Reinforcement Learning (RL) and Imitation Learning (IL) have made great progress in robotic control in recent years. However, these methods show obvious deterioration for new tasks that need to be completed through new combinations of actions. RL methods heavily rely on reward functions that cannot generalize well for new tasks, while IL methods are limited by expert demonstrations which do not cover new tasks. In contrast, humans can easily complete these tasks with the fragmented knowledge learned from task-agnostic experience.
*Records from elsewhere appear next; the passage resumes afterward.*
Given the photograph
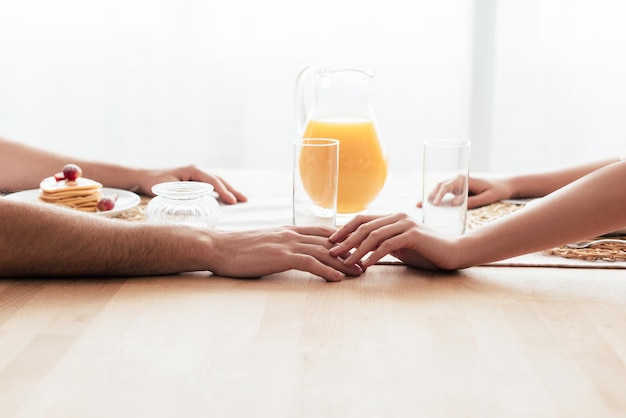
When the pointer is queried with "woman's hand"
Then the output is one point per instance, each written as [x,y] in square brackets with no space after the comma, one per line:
[398,235]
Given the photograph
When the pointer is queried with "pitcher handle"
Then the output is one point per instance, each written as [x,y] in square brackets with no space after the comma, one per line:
[302,107]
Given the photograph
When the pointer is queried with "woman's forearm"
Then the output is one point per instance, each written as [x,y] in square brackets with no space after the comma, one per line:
[590,206]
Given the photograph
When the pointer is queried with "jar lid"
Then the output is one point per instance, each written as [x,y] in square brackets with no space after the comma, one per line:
[182,189]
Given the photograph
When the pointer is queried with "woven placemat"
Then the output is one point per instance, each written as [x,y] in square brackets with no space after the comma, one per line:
[599,252]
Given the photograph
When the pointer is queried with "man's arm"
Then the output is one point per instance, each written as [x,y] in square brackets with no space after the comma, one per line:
[45,241]
[23,167]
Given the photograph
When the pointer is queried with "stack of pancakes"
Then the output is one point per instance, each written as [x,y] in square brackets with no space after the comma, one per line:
[82,194]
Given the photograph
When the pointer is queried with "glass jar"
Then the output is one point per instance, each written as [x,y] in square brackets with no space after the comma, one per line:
[183,203]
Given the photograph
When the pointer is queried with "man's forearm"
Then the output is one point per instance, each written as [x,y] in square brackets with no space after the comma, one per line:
[38,240]
[593,205]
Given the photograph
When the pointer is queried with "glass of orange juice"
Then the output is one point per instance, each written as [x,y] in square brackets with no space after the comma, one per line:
[315,175]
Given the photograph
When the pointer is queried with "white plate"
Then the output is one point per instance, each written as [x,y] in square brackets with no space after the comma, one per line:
[125,199]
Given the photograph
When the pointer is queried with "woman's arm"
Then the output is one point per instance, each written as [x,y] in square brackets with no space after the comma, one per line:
[590,206]
[47,241]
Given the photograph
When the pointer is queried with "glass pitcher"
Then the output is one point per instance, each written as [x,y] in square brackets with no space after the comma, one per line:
[336,104]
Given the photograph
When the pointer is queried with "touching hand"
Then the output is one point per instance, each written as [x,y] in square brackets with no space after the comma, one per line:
[259,253]
[226,192]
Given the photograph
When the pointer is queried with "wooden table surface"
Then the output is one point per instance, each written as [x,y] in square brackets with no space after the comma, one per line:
[395,342]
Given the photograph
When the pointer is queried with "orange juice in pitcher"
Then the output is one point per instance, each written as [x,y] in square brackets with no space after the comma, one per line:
[338,106]
[362,164]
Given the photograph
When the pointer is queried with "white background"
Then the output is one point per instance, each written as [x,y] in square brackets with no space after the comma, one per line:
[533,83]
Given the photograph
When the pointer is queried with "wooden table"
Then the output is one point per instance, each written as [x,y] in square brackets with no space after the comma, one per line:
[395,342]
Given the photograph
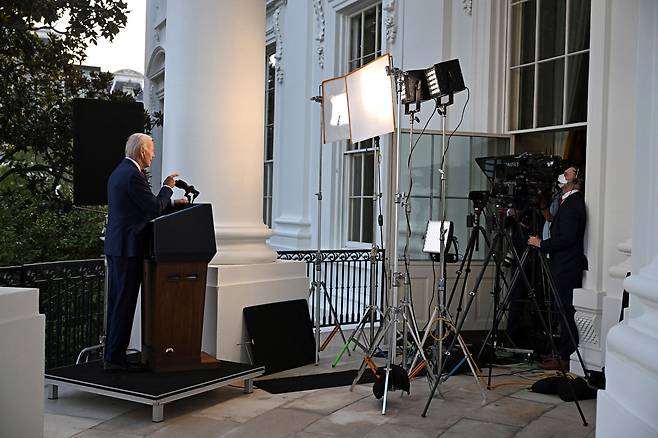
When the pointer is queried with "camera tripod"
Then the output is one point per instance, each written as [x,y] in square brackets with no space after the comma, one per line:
[443,314]
[495,249]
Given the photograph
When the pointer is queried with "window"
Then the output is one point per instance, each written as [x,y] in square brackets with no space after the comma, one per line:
[269,134]
[463,175]
[364,46]
[549,63]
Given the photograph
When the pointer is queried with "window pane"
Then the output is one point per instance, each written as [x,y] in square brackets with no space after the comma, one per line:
[567,143]
[369,31]
[368,174]
[523,32]
[550,92]
[269,150]
[522,89]
[270,107]
[355,220]
[355,189]
[421,163]
[426,208]
[579,25]
[577,77]
[552,18]
[420,214]
[458,166]
[355,37]
[367,221]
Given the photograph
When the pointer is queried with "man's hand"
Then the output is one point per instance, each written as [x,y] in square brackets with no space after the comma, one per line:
[170,180]
[534,241]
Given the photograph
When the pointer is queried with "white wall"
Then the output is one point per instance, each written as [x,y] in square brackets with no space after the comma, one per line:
[22,343]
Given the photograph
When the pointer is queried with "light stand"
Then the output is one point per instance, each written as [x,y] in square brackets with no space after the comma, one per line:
[397,312]
[317,284]
[368,316]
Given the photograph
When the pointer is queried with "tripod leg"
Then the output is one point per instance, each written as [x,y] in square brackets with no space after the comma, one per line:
[345,347]
[379,336]
[433,316]
[335,314]
[473,366]
[416,339]
[471,298]
[560,306]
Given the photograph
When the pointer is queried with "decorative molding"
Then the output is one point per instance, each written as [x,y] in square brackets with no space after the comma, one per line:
[390,20]
[468,6]
[152,97]
[278,68]
[319,20]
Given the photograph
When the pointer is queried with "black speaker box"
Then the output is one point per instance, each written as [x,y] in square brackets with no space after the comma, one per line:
[100,131]
[280,334]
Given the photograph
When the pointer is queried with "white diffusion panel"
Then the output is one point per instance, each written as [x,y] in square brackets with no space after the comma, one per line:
[335,114]
[370,100]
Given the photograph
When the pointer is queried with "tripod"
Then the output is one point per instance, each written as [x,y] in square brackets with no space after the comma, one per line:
[401,312]
[497,241]
[442,314]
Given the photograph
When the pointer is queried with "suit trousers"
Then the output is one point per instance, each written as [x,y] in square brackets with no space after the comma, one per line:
[565,283]
[125,277]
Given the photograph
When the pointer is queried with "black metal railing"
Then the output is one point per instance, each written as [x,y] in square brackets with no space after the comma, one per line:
[346,275]
[71,296]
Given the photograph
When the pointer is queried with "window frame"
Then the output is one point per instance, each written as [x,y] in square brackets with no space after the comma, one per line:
[350,152]
[268,163]
[513,105]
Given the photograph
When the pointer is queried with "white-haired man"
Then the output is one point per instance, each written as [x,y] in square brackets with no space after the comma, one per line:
[131,205]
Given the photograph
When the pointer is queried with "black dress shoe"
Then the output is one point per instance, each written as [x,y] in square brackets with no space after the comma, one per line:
[110,367]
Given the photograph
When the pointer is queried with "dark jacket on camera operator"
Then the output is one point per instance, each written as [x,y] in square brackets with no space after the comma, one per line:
[567,257]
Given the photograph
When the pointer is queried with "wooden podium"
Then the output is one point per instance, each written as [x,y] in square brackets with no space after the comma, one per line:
[174,289]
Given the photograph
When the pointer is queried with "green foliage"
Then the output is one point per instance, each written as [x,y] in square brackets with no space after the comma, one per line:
[42,46]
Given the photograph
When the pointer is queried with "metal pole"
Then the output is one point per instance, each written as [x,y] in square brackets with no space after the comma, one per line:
[442,248]
[318,255]
[394,272]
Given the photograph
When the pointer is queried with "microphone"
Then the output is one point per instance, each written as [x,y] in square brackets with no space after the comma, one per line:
[188,188]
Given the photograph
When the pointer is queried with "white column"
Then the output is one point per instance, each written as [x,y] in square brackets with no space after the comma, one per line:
[213,136]
[22,333]
[214,117]
[610,142]
[629,405]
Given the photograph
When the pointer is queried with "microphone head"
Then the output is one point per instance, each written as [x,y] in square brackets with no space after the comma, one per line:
[181,184]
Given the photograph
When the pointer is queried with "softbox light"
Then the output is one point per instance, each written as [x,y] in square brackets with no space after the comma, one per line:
[335,113]
[370,100]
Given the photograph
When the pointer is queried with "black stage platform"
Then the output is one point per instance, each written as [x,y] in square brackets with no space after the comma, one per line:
[155,389]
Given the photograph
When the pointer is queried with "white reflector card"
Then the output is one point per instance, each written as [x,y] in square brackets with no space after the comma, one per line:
[436,232]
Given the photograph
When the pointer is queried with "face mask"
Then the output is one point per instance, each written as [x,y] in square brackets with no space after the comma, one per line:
[561,180]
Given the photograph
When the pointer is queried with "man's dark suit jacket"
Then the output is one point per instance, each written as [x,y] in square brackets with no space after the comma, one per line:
[131,206]
[566,244]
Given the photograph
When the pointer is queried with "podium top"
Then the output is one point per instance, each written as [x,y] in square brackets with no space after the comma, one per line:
[186,235]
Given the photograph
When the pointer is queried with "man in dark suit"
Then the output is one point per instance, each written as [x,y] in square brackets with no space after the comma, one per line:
[131,206]
[567,260]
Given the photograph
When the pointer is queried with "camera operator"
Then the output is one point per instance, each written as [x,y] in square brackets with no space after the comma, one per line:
[567,259]
[521,224]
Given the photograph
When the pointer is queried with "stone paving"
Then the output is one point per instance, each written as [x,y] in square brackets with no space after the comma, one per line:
[510,410]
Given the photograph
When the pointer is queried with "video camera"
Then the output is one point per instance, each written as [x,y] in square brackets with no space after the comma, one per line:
[521,180]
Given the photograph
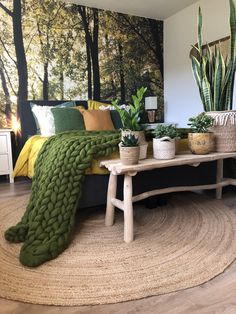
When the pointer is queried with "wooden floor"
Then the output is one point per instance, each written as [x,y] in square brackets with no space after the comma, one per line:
[216,296]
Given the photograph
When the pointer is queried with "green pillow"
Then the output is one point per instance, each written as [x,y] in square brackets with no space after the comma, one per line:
[116,120]
[67,119]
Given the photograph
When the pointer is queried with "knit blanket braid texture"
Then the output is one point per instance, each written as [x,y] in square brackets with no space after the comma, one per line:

Inspired by this observation, this paper proposes a task-agnostic learning method (TAL for short) that can learn fragmented knowledge from task-agnostic data to accomplish new tasks. TAL consists of four stages. First, the task-agnostic exploration is performed to collect data from interactions with the environment. The collected data is organized via a knowledge graph. Compared with the previous sequential structure, the knowledge graph representation is more compact and fits better for environment exploration. Second, an action feature extractor is proposed and trained using the collected knowledge graph data for task-agnostic fragmented knowledge learning. Third, a candidate action generator is designed, which applies the action feature extractor on a new task to generate multiple candidate action sets. Finally, an action proposal is designed to produce the probabilities for actions in a new task according to the environmental information. The probabilities are then used to select actions to be executed from multiple candidate action sets to form the plan. Experiments on a virtual indoor scene show that the proposed method outperforms the state-of-the-art offline RL method: CQL by 35.28% and the IL method: BC by 22.22%.

翻译：近年来，强化学习和模仿学习在机器人控制领域取得了显著进展。然而，这些方法在需要通过动作的新组合来完成新任务时表现出明显的性能下降。强化学习严重依赖奖励函数，但奖励函数难以对新任务进行良好泛化；而模仿学习则受限于专家演示，无法覆盖新任务。相比之下，人类可以利用从任务无关经验中积累的碎片化知识轻松完成这些任务。受此启发，本文提出了一种任务无关的学习方法（简称TAL），能够从任务无关数据中学习碎片化知识，从而完成新任务。TAL包含四个阶段：首先，执行任务无关的探索，从与环境的交互中收集数据，并通过知识图谱组织收集到的数据。与以往的序列式结构相比，知识图谱表示更加紧凑，更适用于环境探索。其次，提出并训练一个动作特征提取器，利用收集的知识图谱数据进行任务无关的碎片化知识学习。第三，设计候选动作生成器，将动作特征提取器应用于新任务，生成多个候选动作集。最后，设计动作提议模块，根据环境信息为新任务中的动作生成概率，并利用这些概率从多个候选动作集中选择要执行的动作，以形成规划方案。在虚拟室内场景上的实验表明，所提方法比最先进的离线强化学习方法CQL性能提升35.28%，比模仿学习方法BC性能提升22.22%。